To create a sensible plan, you have waypoints as Latitude, Longitude pairs. These are angles on a sphere, not distances on a plane, so computing the length of a leg isn't a simple hypotenuse.

It is a lot like a hypotenuse. For short distances, we can assume the earth is more-or-less flat. We can then use a relatively simple conversion (cosine of the latitude) to compress the longitudes toward the poles. We can convert lat and lon to distances and use a hypotenuse and get a really close answer.

def range_bearing(p1: LatLon, p2: LatLon, R: float = NM) -> tuple[float, Angle]:
    """Rhumb-line course from :py:data:`p1` to :py:data:`p2`.

    See :ref:`calc.range_bearing`.
    This is the equirectangular approximation.
    Without even the minimal corrections for non-spherical Earth.

    :param p1: a :py:class:`LatLon` starting point
    :param p2: a :py:class:`LatLon` ending point
    :param R: radius of the earth in appropriate units;
        default is nautical miles.
        Values include :py:data:`KM` for kilometers,
        :py:data:`MI` for statute miles and :py:data:`NM` for nautical miles.
    :returns: 2-tuple of range and bearing from p1 to p2.

    """
    d_NS = R * (p2.lat.radians - p1.lat.radians)
    d_EW = (
        R
        * math.cos((p2.lat.radians + p1.lat.radians) / 2)
        * (p2.lon.radians - p1.lon.radians)
    )
    d = math.hypot(d_NS, d_EW)
    tc = math.atan2(d_EW, d_NS) % (2 * math.pi)
    theta = Angle(tc)
    return d, theta

This means we can't trivially write down a list of waypoints. We need to do some fancy math to compute distances.

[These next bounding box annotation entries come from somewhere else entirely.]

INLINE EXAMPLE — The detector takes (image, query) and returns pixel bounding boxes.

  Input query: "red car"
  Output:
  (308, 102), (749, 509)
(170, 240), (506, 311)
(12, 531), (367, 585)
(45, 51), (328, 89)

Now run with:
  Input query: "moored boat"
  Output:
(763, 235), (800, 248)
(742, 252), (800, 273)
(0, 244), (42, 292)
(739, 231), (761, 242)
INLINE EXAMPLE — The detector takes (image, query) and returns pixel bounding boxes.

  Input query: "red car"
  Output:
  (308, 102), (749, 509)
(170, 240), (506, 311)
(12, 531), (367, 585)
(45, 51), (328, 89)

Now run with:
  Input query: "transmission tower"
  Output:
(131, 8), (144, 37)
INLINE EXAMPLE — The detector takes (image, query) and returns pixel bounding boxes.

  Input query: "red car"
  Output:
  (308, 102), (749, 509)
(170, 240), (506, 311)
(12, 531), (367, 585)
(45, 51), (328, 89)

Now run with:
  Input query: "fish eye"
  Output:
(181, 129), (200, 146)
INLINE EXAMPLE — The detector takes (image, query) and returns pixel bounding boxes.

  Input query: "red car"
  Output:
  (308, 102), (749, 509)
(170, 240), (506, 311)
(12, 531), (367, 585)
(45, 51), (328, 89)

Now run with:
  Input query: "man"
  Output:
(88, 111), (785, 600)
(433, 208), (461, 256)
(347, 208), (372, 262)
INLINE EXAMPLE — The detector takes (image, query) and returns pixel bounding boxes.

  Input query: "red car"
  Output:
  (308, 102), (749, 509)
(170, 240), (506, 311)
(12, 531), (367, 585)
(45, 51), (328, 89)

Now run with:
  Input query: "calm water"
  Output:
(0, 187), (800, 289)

For years and years. (Since our first "big" trip in 2007.) I've used spreadsheets in various forms to work out the waypoints, distances, estimated time enroute (ETE) and ETA.

The math isn't too far beyond what a spreadsheet can do. But. There's a complication.

Complications

File formats are a complication.

There are KML files, GPX files, and CSV files that are used by various pieces of software. This is only the tip of the iceberg, because some of Navionics devices have an even more interesting USR file that contains everything in your chartplotter. It's cool. But complicated.

The file formats are -- clearly -- way outside the box for a spreadsheet.

Python to the rescue.

Since I'm a Python hack (and have been since well before 2007) I've got all kinds of file conversion tools. See https://github.com/slott56/navtools.

But.

And here's where legacy enters the picture. (Music Cue.)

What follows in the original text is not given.